EX-10.20 5 h03611a1exv10w20.htm EX-10.20 EX-10.20
Exhibit 10.20
FIRST AMENDMENT TO
CONCORD MEDICAL SERVICES HOLDINGS LIMITED
2008 SHARE INCENTIVE PLAN
     THIS FIRST AMENDMENT is made on November 17, 2009 (the “Amendment Date”) by Concord Medical Services Holdings Limited (the “Company”).
     WHEREAS, the Company adopted the Concord Medical Services Holdings Limited 2008 Share Incentive Plan (the “Plan”) on October 16, 2008;
     WHEREAS, the Board of Directors of the Company has determined that it is in the best interests of the Company to amend the Plan as set forth below;
     WHEREAS, subject to approval of the shareholders of the Company, the Board of Directors may amend the Plan as set forth below pursuant to Section 13 of the Plan; and
     WHEREAS, the shareholders of the Company and the Board of Directors have approved this First Amendment on the date hereof;
     NOW, THEREFORE, the Plan shall be amended as set forth below:
Section 1. Amendment. The Plan shall be amended by deleting Section 3 in its entirety and replacing it with the following:
“3. Shares Subject to the Plan
     Subject to adjustment as provided in Section 9 hereof, the total number of Shares which may be issued under the Plan is 4,765,800 Shares. Among the total number of Shares that may be issued under the Plan, up to 4,765,800 Shares may be issued for the purpose of granting Options (all of which may be issued as ISOs) and/or Share Appreciation Rights. The Shares may consist, in whole or in part, of authorized and unissued Shares, treasury Shares or Shares purchased on the open market. The issuance of Shares or the payment of cash upon the exercise of an Award or in consideration of the cancellation or termination of an Award shall reduce the total number of Shares available under the Plan, as applicable. Shares which are subject to Awards which terminate or lapse without the payment of consideration may be granted again under the Plan.”
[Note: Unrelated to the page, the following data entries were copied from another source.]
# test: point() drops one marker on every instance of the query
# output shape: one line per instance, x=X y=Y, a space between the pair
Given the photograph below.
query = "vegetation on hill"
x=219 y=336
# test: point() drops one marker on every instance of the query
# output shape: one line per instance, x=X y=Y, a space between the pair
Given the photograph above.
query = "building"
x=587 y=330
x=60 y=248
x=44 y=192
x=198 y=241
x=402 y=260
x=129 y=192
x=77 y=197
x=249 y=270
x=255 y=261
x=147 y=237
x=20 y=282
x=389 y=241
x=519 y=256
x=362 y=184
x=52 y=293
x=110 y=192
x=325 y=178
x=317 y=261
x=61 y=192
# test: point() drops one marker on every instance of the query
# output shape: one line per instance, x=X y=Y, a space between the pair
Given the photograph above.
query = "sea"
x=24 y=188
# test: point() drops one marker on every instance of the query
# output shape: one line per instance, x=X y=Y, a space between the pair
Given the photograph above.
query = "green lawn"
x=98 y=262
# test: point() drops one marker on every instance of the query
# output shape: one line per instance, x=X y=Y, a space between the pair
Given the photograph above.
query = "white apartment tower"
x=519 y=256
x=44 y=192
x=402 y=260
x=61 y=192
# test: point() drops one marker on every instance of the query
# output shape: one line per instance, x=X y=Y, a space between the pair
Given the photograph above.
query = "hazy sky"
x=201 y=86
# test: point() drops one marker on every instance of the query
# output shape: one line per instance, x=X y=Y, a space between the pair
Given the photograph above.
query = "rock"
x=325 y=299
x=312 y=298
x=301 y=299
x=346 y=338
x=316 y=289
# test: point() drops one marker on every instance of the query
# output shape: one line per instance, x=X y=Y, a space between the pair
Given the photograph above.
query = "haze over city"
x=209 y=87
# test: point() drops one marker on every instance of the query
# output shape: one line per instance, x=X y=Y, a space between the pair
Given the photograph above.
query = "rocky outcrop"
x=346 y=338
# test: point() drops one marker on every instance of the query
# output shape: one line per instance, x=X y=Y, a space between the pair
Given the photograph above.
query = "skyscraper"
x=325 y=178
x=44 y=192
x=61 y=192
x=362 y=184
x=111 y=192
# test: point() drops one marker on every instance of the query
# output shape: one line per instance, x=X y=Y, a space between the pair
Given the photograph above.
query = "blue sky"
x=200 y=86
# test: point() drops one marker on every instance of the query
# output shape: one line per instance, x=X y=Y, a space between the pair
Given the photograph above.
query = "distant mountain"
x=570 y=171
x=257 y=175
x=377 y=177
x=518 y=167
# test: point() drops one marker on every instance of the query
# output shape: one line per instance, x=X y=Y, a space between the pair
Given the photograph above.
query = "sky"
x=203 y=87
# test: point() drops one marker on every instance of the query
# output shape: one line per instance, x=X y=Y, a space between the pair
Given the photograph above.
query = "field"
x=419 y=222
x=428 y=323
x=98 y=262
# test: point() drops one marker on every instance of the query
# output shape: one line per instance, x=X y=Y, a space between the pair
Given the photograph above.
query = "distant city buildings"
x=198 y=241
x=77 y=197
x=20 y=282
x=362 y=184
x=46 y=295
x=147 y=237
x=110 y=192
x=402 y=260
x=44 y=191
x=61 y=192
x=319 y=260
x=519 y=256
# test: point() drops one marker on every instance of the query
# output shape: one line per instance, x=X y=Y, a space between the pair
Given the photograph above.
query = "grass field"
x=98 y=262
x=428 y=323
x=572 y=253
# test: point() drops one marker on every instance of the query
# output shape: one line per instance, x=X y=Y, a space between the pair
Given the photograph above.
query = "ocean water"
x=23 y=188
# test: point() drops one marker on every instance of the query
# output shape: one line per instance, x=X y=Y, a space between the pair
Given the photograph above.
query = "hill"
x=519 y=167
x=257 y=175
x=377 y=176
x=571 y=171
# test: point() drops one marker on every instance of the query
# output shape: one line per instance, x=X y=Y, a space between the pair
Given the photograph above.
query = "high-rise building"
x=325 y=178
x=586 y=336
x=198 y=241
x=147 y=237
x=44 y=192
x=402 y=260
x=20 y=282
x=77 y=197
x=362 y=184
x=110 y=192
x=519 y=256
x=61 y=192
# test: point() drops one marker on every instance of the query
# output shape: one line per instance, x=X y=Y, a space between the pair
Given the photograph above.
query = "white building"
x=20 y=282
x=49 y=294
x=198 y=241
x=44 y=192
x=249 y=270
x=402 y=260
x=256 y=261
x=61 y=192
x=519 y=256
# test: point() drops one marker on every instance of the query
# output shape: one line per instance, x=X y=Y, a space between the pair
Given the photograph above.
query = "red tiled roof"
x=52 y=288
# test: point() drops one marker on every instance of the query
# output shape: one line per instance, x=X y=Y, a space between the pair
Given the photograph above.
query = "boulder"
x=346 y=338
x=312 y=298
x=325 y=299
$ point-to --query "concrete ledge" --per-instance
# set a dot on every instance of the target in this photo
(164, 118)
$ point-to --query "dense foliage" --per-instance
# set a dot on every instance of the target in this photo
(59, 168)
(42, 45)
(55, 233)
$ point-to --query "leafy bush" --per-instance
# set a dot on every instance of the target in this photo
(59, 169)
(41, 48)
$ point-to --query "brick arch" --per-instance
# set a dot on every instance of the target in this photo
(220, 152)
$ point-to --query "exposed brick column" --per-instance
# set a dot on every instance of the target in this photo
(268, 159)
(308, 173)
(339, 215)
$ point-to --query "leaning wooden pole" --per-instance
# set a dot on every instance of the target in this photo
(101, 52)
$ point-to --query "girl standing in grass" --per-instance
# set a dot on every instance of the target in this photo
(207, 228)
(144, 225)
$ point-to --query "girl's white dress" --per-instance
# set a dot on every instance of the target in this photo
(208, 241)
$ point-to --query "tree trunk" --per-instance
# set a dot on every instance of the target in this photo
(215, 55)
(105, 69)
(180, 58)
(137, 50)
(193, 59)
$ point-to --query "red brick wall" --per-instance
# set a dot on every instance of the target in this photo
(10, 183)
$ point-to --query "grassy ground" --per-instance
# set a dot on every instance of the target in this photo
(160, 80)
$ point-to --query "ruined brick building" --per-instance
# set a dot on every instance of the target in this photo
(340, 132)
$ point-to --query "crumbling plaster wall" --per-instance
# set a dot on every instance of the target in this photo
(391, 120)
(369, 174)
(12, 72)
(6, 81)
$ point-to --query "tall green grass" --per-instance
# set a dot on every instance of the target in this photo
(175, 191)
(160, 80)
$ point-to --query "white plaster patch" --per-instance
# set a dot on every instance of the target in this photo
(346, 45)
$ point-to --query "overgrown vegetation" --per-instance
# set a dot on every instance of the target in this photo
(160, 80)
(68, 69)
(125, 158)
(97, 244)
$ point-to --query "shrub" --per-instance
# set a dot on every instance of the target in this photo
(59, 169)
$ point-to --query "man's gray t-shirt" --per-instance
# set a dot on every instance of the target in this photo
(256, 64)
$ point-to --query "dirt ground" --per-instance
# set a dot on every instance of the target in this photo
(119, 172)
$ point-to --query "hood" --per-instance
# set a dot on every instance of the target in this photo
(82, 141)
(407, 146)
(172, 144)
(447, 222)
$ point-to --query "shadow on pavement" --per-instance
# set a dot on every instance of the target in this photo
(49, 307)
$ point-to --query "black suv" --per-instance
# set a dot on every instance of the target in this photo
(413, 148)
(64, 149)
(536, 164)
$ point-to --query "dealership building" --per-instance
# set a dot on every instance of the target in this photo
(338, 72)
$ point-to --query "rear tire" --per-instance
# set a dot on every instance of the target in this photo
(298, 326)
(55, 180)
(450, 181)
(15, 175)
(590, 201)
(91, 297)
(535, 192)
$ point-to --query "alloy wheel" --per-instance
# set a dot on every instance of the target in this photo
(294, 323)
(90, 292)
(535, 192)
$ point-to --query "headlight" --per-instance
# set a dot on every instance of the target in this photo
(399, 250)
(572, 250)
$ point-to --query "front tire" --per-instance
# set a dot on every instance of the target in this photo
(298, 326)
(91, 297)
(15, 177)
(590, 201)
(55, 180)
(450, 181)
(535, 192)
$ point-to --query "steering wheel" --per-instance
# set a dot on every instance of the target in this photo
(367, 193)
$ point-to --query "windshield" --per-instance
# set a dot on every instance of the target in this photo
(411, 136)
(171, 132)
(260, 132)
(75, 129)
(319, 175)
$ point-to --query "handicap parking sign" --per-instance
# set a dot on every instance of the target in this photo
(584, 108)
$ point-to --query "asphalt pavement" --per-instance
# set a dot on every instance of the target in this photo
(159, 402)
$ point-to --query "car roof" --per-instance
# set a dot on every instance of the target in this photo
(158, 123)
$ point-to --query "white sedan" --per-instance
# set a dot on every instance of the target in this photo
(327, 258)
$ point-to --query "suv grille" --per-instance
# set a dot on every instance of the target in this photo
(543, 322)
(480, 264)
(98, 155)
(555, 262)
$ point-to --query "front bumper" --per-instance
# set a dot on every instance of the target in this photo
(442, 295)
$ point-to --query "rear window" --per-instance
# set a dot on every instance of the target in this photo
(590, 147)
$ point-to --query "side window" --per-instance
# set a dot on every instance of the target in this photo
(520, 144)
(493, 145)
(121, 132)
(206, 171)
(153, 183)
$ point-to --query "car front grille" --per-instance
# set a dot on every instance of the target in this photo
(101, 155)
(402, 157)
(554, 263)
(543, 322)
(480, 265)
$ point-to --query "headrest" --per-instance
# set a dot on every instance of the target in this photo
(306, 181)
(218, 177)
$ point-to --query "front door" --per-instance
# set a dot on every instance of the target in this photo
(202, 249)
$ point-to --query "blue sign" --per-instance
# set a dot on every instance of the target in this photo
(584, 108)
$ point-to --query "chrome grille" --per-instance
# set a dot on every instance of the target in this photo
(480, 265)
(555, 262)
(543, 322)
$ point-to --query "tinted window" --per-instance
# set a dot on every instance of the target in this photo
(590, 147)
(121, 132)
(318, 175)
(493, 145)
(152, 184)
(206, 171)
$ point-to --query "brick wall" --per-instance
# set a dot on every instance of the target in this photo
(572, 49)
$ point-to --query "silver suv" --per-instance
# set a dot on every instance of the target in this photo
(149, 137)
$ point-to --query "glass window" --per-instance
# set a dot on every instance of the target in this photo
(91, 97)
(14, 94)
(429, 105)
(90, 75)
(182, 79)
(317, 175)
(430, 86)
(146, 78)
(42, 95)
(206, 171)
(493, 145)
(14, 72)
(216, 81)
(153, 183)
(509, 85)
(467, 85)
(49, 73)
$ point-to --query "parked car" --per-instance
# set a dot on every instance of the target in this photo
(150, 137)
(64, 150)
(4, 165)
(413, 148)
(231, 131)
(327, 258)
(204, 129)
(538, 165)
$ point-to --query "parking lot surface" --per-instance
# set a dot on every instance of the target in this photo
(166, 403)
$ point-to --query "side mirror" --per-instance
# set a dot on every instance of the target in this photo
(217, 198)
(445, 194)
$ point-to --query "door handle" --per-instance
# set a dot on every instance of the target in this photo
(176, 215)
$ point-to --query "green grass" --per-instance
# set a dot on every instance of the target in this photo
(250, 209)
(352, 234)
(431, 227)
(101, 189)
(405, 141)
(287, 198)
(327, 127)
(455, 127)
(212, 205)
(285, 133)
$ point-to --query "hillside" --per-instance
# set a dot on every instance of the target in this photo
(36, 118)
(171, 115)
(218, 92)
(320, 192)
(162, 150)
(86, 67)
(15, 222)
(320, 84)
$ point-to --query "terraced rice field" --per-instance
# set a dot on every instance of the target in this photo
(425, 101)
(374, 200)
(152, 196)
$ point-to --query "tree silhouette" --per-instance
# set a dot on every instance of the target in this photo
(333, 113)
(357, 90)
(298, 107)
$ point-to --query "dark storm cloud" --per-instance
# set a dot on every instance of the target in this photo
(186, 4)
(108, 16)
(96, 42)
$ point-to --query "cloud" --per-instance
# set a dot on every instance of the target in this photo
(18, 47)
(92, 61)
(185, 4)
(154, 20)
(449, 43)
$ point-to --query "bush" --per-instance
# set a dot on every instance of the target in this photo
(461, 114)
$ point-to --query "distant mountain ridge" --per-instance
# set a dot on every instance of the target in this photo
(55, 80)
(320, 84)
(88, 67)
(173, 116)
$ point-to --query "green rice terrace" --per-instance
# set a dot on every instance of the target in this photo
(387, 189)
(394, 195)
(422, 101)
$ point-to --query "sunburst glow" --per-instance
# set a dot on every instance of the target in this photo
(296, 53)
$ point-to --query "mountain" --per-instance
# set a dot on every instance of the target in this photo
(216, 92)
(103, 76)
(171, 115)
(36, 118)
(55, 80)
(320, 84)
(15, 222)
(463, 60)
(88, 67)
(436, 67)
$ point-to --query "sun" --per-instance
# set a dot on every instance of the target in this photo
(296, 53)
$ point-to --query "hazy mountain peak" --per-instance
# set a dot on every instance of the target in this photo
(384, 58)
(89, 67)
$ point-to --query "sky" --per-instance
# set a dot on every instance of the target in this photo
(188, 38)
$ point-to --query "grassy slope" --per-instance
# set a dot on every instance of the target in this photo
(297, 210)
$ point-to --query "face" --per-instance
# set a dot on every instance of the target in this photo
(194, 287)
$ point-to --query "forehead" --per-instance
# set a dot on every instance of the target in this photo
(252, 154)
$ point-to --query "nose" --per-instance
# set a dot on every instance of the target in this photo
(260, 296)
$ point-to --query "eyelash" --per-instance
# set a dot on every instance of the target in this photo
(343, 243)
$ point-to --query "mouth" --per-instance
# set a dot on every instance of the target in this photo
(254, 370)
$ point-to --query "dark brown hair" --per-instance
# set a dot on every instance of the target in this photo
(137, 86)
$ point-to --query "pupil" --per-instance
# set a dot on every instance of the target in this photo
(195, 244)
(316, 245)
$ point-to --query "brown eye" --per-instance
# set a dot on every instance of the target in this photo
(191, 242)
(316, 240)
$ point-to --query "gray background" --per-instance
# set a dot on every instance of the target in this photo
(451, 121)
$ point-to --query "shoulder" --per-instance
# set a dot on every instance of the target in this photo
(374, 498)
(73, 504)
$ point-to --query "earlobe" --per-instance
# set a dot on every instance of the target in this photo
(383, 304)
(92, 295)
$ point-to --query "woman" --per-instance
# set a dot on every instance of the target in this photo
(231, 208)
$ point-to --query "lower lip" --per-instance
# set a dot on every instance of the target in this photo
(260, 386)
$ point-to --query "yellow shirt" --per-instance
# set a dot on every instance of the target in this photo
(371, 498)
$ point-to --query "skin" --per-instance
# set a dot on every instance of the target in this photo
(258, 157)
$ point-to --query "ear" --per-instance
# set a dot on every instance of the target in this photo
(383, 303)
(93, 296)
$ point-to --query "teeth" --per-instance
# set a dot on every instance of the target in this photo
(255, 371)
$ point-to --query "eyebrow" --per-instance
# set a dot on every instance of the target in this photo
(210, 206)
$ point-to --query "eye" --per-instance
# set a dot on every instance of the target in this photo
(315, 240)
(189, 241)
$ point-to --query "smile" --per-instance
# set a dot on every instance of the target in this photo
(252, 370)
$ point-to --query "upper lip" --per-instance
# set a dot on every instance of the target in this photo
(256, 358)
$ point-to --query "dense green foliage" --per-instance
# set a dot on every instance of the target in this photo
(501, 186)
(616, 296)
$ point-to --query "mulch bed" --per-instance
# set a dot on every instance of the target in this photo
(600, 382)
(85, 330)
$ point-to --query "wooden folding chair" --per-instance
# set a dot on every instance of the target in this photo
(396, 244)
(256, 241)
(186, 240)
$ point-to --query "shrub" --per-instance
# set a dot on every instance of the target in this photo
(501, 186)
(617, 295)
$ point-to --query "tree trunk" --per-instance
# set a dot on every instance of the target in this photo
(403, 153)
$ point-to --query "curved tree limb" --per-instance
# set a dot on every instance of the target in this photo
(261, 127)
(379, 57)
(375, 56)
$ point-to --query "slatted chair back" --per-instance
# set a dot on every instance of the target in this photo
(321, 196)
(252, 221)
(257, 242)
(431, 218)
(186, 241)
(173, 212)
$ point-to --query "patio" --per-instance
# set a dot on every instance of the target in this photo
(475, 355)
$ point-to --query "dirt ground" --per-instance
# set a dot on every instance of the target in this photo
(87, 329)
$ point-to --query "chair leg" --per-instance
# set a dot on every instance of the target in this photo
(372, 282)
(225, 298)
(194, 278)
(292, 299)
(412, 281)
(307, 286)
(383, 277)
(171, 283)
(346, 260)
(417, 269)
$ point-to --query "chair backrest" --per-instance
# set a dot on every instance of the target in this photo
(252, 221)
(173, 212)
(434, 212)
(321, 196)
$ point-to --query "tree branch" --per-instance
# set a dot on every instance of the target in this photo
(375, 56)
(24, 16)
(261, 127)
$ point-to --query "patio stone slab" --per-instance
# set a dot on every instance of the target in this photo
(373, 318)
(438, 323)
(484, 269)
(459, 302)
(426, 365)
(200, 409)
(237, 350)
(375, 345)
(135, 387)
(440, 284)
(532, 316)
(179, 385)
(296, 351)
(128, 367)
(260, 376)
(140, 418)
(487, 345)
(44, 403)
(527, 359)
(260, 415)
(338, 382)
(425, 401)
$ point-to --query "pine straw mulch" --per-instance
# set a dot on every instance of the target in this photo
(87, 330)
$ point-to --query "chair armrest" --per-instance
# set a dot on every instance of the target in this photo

Section 2. Effect of Amendment. Except as amended by this Amendment, the Plan shall remain unchanged and in full force and effect. From and after the Amendment Date, each reference to “this Plan,” “hereof,” “hereunder” or words of like import, and all references to the Plan in any and all agreements, instruments, documents, notes, certificates and other writings of every kind and nature shall be deemed to mean the Plan as amended by this Amendment, except as is otherwise expressly stated.